Only in Illinois. There is a delusional, surreal quality to politics in this state. Anybody who pays even a little attention knows that the party in power, the Democrats, are corrupt to the core, despite the fact that the better part of electorate routinely shrugs it off. If there’s nothing you can do about the power structure, isn’t it better that you should try to get your share of the spoils than try to fight the machine? Consider Blago, for example. I started writing about corruption and insider deals in the Blagojevich administration back in 2003, as a columnist for a small, suburban newspaper chain in the Chicago area. And who was I? I was nobody. I didn’t have any Deep Throats reporting to me. But, the depredations of the Blagojevich administration, and all of its supporters in the legislature, were an open secret. Politicians on both sides of the aisle talked about it in private all of the time, and they even laughed about it. It defies comprehension that Barack Obama, who served in the Illinois State Senate until 2004, didn’t know what was going on. If he truly didn’t, then he’s not intellectually qualified to hold any public office. Obama chose then, as he chooses now, to accept Chicago-style politics as the proper form of governance. It is why he will be campaigning for Giannoulias later this week. That’s really saying something.
Meanwhile, Giannoulias’s opponent, Congressman Mark Kirk, isn’t the kind of candidate to inspire conservatives. While he leans to the right, particularly on economic issues, Kirk is more of a centrist. Nonetheless, conservatives will support Kirk, if only because his opponent is so offensive to them. Yet Kirk is not without deficits himself. A veteran, Kirk claimed a unit citation as a personal award and the Democrats called him on it. At face value, this would seem to be a trivial matter of semantics, but the issue has gained traction. Distrusting all politicians, with good reason, voters are reluctant to get excited about anyone who offers anything less than a clean and clear break from Illinois’ disreputable past.
This race will be incredibly close until the end. Had Democrats in Illinois chosen their U.S. Senate candidate more wisely and less arrogantly, it wouldn’t be. Had Mark Kirk been more careful about describing his military service, it wouldn’t be.
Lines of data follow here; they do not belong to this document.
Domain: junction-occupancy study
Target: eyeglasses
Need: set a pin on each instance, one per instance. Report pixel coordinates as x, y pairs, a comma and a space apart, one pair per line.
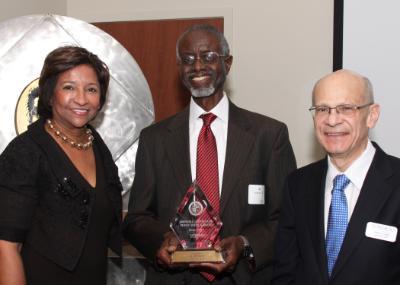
209, 57
344, 109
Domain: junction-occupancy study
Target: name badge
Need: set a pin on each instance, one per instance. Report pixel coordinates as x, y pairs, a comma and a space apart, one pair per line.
381, 232
256, 195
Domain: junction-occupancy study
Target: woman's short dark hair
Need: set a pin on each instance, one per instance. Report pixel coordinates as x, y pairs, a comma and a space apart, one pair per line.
63, 59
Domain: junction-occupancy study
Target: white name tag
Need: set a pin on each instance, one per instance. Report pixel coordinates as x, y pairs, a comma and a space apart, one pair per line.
381, 231
256, 194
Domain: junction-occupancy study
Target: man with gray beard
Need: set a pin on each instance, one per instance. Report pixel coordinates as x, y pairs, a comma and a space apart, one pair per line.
251, 157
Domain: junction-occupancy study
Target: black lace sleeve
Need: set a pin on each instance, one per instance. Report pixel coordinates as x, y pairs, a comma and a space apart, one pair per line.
19, 168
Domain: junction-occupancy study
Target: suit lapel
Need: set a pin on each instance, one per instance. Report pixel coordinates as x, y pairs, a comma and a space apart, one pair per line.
315, 207
375, 191
238, 146
177, 148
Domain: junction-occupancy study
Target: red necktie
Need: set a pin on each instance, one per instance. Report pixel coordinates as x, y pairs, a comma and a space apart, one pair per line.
207, 168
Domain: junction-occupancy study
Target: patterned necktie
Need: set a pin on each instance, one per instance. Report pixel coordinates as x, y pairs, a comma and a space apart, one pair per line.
337, 221
207, 171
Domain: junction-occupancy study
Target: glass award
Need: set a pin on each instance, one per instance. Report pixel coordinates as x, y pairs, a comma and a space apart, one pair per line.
196, 225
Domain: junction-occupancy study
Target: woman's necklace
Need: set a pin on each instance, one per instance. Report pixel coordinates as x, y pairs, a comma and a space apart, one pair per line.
71, 142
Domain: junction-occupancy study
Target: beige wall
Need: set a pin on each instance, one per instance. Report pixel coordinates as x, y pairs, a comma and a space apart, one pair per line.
280, 49
15, 8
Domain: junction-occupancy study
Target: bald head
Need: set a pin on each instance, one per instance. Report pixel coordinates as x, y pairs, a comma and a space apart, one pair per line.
346, 81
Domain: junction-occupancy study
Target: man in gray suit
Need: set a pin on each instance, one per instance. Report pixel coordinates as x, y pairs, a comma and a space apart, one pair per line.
254, 156
340, 216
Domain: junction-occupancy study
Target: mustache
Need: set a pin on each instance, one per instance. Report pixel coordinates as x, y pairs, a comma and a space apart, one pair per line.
193, 74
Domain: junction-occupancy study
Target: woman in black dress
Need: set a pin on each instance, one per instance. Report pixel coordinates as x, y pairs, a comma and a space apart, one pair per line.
60, 194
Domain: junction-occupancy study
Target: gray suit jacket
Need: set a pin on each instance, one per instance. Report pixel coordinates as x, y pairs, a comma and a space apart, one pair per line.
300, 248
258, 152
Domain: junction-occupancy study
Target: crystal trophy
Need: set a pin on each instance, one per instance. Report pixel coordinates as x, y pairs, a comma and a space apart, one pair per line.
196, 225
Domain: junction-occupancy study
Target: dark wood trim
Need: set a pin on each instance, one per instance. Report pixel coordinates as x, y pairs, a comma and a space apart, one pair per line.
338, 35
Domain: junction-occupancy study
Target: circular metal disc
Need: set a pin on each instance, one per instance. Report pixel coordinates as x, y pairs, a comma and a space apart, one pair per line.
25, 42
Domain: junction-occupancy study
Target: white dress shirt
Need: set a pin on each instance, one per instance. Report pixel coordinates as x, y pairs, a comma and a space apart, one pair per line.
356, 173
219, 128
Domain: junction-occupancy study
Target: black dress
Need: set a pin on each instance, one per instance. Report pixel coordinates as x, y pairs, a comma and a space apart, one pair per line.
92, 266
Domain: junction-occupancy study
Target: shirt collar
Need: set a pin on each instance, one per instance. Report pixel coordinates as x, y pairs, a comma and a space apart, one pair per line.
221, 110
357, 171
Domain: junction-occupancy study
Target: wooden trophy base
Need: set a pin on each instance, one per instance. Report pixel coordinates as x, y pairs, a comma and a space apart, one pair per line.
197, 256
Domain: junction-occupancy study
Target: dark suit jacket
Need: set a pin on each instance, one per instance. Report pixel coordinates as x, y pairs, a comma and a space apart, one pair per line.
258, 152
300, 247
41, 205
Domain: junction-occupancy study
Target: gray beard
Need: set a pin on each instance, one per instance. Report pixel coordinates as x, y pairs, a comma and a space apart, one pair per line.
202, 92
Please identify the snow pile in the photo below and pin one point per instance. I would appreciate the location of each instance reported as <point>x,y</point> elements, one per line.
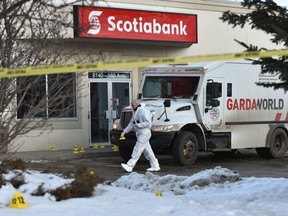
<point>179,185</point>
<point>217,192</point>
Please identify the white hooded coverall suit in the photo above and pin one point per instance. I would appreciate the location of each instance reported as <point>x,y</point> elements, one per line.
<point>141,124</point>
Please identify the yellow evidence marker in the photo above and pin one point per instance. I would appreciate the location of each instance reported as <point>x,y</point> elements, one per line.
<point>18,201</point>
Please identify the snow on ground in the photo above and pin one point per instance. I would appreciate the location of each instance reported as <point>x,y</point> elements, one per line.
<point>217,192</point>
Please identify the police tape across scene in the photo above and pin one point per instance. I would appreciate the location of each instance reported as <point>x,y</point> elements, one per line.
<point>75,68</point>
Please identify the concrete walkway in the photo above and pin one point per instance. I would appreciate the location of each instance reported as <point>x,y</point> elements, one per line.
<point>61,155</point>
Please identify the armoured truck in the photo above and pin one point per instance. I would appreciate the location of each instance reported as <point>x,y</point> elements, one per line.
<point>210,106</point>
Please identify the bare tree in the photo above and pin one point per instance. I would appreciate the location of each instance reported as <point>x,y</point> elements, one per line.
<point>31,32</point>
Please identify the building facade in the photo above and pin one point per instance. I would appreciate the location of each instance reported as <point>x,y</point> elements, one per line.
<point>197,30</point>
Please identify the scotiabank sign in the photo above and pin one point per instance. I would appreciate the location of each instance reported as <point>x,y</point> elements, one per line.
<point>112,23</point>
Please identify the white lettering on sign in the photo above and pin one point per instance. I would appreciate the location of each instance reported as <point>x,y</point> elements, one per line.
<point>137,25</point>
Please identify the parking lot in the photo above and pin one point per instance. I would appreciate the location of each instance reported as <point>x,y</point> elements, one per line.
<point>246,162</point>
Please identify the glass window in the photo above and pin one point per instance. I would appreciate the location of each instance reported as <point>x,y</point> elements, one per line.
<point>169,87</point>
<point>52,96</point>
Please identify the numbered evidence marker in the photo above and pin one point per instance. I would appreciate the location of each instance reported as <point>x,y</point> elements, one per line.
<point>18,201</point>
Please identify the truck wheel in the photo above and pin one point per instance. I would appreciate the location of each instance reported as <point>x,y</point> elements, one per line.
<point>278,145</point>
<point>125,152</point>
<point>185,148</point>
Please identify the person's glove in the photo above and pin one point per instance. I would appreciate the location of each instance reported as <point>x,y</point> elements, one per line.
<point>122,137</point>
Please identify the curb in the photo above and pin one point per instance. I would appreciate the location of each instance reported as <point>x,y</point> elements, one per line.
<point>59,155</point>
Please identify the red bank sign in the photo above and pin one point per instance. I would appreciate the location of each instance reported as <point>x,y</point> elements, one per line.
<point>112,23</point>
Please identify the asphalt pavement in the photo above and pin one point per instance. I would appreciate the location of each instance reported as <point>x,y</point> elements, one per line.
<point>61,155</point>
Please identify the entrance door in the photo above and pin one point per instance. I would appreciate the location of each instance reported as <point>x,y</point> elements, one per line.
<point>107,98</point>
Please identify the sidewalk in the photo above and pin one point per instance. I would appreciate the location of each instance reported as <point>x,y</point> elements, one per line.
<point>61,155</point>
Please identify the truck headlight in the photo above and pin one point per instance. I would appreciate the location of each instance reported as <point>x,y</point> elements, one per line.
<point>116,124</point>
<point>162,128</point>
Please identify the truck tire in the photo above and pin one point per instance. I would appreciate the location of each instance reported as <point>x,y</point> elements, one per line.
<point>277,147</point>
<point>125,152</point>
<point>185,148</point>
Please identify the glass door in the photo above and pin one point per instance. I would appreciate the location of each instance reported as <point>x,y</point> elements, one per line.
<point>107,98</point>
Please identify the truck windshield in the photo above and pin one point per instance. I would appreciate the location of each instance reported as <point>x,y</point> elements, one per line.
<point>170,87</point>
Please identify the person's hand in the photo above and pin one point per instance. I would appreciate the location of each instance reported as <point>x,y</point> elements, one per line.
<point>122,137</point>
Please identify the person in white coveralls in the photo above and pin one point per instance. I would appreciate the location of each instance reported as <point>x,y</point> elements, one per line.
<point>141,122</point>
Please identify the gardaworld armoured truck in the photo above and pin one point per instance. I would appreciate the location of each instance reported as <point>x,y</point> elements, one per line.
<point>214,106</point>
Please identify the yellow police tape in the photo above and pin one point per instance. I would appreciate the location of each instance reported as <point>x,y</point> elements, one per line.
<point>74,68</point>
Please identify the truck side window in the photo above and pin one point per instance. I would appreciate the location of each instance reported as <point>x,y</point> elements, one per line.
<point>229,89</point>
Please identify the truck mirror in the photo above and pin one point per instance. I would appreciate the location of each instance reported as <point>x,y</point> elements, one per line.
<point>217,89</point>
<point>167,103</point>
<point>215,103</point>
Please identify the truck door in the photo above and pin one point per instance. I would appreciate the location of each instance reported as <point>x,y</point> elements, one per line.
<point>214,104</point>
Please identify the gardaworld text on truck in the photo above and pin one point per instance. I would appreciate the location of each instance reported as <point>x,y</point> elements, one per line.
<point>214,107</point>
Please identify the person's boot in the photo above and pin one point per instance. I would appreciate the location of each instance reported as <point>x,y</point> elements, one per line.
<point>126,167</point>
<point>153,169</point>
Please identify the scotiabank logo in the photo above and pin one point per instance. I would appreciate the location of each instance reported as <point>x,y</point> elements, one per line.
<point>95,25</point>
<point>125,24</point>
<point>137,25</point>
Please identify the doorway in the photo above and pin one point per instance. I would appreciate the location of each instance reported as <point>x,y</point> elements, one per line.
<point>108,96</point>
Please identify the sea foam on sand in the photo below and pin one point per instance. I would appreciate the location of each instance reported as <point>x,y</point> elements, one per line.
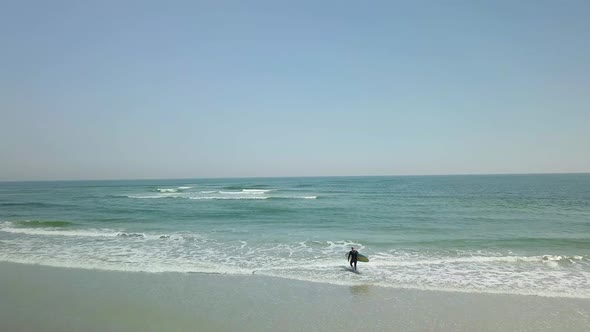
<point>40,298</point>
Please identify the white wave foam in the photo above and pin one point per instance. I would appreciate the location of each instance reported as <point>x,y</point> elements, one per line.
<point>475,272</point>
<point>77,233</point>
<point>167,190</point>
<point>227,198</point>
<point>256,191</point>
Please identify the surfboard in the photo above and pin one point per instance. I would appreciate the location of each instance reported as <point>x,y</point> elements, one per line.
<point>360,257</point>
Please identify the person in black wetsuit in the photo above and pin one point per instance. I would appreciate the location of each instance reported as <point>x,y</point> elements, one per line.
<point>352,257</point>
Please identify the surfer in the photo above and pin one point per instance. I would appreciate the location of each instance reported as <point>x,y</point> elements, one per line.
<point>353,257</point>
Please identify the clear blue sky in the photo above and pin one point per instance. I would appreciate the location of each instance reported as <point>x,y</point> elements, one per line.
<point>180,89</point>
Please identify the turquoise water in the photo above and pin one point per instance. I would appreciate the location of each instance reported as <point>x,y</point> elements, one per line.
<point>523,234</point>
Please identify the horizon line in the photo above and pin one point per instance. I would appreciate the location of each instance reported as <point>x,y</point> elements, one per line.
<point>294,177</point>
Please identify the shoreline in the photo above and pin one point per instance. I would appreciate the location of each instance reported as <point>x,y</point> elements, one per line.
<point>44,298</point>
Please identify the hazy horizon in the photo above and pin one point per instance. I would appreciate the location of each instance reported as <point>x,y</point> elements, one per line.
<point>179,90</point>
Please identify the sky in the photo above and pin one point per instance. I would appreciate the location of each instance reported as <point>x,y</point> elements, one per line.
<point>197,89</point>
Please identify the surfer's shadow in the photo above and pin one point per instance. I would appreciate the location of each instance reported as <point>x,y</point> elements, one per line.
<point>349,269</point>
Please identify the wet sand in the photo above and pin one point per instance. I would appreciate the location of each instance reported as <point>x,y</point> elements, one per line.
<point>39,298</point>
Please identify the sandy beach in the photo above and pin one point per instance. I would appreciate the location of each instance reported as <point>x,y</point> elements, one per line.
<point>39,298</point>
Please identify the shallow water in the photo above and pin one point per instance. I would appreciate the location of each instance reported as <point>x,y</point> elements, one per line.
<point>523,234</point>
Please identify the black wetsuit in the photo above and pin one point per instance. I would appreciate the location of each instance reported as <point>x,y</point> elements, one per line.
<point>352,257</point>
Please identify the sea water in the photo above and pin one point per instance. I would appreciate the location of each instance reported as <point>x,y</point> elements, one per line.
<point>521,234</point>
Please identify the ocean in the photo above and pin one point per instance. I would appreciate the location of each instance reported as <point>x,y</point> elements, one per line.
<point>514,234</point>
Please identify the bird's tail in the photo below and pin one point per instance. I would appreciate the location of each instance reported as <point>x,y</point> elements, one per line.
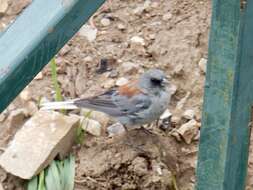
<point>65,105</point>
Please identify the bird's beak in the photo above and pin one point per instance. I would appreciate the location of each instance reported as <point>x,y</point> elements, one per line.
<point>165,81</point>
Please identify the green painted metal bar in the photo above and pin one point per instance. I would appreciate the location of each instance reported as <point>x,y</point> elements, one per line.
<point>225,132</point>
<point>35,37</point>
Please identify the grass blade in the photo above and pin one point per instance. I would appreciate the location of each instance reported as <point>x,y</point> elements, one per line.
<point>33,183</point>
<point>42,181</point>
<point>53,181</point>
<point>55,81</point>
<point>69,173</point>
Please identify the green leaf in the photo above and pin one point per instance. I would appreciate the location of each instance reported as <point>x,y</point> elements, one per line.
<point>56,85</point>
<point>53,180</point>
<point>55,81</point>
<point>69,173</point>
<point>42,181</point>
<point>33,183</point>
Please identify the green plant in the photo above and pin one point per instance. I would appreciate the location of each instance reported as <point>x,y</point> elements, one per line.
<point>80,133</point>
<point>58,176</point>
<point>54,77</point>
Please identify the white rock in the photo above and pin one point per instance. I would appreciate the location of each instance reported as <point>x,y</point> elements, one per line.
<point>189,114</point>
<point>121,81</point>
<point>105,22</point>
<point>138,40</point>
<point>129,68</point>
<point>25,95</point>
<point>115,129</point>
<point>166,114</point>
<point>101,117</point>
<point>38,142</point>
<point>31,108</point>
<point>91,126</point>
<point>89,32</point>
<point>202,64</point>
<point>17,117</point>
<point>188,130</point>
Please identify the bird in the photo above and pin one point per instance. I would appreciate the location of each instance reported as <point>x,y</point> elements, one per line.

Yet, here we are. Six days to go and Barack Obama’s old seat hangs in the balance. Democrats know that if they lose it, they just might lose everything – including the psychological grip that the party seems to hold over an inured electorate. Not only will the cost of losing this asset be felt in the halls of power in Illinois, but it may very well ripple outward to other bastions of Chicagoland politics on the national stage. The administration is right to be worried.